Mighty Bad Land: A Perilous Expedition to Antarctica Reveals Clues to an Eighth Continent
Four geologists and two mountain guides face the brutal beauty of West Antarctica eight hundred miles from the US main base. Their search reaches far into the treacherous mountains of Marie Byrd Land. During six weeks of living in tents and traveling by snowmobile, the team endures endless cold and furious blizzards. They cross ice fields and hidden crevasses, which one member of the team learns about the hard way.
What keeps them going in spite of these dangers? Will the mountains give up their secrets? Can these scientists find evidence of the formation of the ranges many millions of years ago as the giant continent of Gondwana began to break apart? Was a new continent, now known as Zealandia, created by this event?
Mighty Bad Land, told firsthand by Bruce Luyendyk, a former professor of geology, reveals his inner battles and challenges: he’s almost fifty, asthmatic, and fights chronic pain. Through deft storytelling, readers are invited into a land of emptiness, beauty, constant daylight, and unseen menace.

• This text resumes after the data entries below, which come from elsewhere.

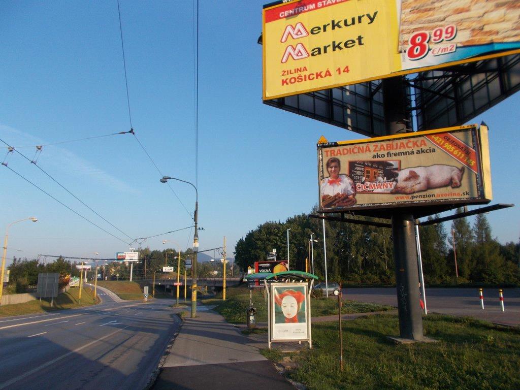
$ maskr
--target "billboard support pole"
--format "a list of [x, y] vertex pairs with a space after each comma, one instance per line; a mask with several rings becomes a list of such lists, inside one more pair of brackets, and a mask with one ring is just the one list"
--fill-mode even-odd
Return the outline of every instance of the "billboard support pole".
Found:
[[[382, 80], [386, 134], [408, 132], [409, 115], [405, 79], [402, 76]], [[395, 264], [399, 330], [401, 339], [424, 339], [419, 304], [417, 245], [414, 220], [409, 213], [396, 212], [392, 217]]]

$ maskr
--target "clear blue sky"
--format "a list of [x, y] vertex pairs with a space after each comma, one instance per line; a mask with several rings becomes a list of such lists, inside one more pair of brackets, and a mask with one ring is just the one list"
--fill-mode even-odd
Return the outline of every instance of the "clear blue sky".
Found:
[[[159, 182], [161, 175], [198, 186], [201, 250], [222, 246], [225, 236], [231, 254], [237, 241], [259, 224], [308, 213], [318, 198], [320, 136], [361, 137], [262, 104], [262, 47], [256, 41], [264, 2], [200, 1], [198, 175], [190, 1], [121, 1], [132, 125], [160, 173], [130, 134], [44, 146], [38, 166], [133, 238], [192, 224], [193, 189], [172, 181], [176, 196]], [[116, 0], [3, 1], [0, 36], [0, 138], [29, 159], [37, 145], [130, 129]], [[490, 127], [492, 203], [519, 200], [519, 105], [517, 94], [471, 121], [484, 120]], [[6, 153], [2, 145], [3, 161]], [[0, 166], [2, 235], [13, 221], [38, 218], [11, 227], [8, 258], [95, 252], [108, 258], [128, 250], [130, 239], [34, 164], [16, 153], [7, 162], [121, 239]], [[488, 217], [501, 242], [518, 241], [517, 206]], [[192, 235], [184, 230], [142, 246], [184, 250]], [[171, 241], [165, 245], [164, 239]]]

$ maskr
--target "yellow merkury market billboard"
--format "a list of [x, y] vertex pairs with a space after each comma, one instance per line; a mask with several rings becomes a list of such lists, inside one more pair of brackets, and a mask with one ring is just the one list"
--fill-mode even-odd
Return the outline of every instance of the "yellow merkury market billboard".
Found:
[[264, 100], [520, 53], [517, 0], [300, 0], [263, 18]]
[[317, 146], [319, 212], [492, 199], [484, 125], [322, 141]]

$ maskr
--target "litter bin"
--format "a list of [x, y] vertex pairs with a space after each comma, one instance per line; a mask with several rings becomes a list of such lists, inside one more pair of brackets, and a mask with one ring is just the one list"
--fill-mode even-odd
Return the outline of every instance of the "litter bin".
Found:
[[255, 317], [255, 313], [256, 313], [256, 310], [251, 306], [249, 306], [245, 313], [248, 328], [252, 329], [256, 326], [256, 318]]

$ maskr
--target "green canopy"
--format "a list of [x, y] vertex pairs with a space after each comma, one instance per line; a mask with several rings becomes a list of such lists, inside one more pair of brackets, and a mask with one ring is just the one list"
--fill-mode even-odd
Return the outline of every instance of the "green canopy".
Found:
[[270, 279], [275, 275], [272, 272], [257, 272], [256, 274], [251, 274], [248, 275], [245, 277], [245, 279]]
[[315, 280], [318, 280], [318, 277], [313, 274], [309, 274], [303, 271], [296, 271], [295, 270], [293, 271], [277, 272], [273, 274], [273, 276], [271, 277], [276, 277], [277, 276], [293, 277], [295, 279], [314, 279]]

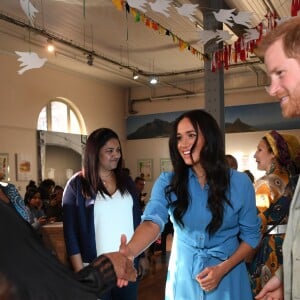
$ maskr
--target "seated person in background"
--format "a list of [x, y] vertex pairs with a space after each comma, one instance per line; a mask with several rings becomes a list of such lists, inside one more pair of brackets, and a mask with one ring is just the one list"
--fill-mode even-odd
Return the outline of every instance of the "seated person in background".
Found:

In 1989–1990, when Bruce Luyendyk led the first of what would become six scientific polar expeditions, his hero was explorer Ernest Shackleton who, in 1916, led his twenty-seven stranded men from Antarctica to safety. Although nearly eighty years after the time of Shackleton the author’s team lacks the life-saving GPS and satellite communication of modern exploration.
Antarctic veterans warn Luyendyk of dangers in Marie Byrd Land, or “Mighty Bad Land.” The author tells how his six-member team survived whiteout blizzards, endless cold, a fall into a crevasse, and breakdowns in cooperation. Nevertheless, the exploration efforts of Luyendyk and his team of geologists reveal important discoveries about the origin of one-hundred-million-year-old mountains, including a Gondwana origin for a submarine plateau underlying New Zealand and the southwest Pacific.
Bruce Luyendyk’s memoir, Mighty Bad Land (Permuted Press; May 2023), recounts the first of his three geologic expeditions in distant Marie Byrd Land (MBL, or Mighty Bad Land). Order this exciting book on Antarctic exploration and his personal journey on Amazon and Barnes & Noble.
Praise for Mighty Bad Land
Explorers who enter the unknown not only learn about a world no other has ever seen before, but they also discover themselves. Dr. Robert D. Ballard, Deep-Sea Explorer and author of Discovery of the Titanic (Exploring the Greatest of All Lost Ships), and Into the Deep, who finally discovered someone he thought he has known for the last 50 years.
Bruce Luyendyk is a highly respected geologist whose research took him on three expeditions to Antarctica’s Marie Byrd Land during the 1990s. He even has an Antarctic Mountain named after him. Mighty Bad Land tells the story of the first of these trips to one of the remotest places on earth in personal terms. You emerge with a true sense of the complex emotions and changing relationships that lay at the core of the field experiences. This is a vivid account of the challenges of Antarctic research which resulted in the discovery of a vanished continent: Zealandia. Luyendyk makes tough fieldwork come alive in this unique story. Brian Fagan, Emeritus Professor of Anthropology, University of California, Santa Barbara, and author of The Little Ice Age.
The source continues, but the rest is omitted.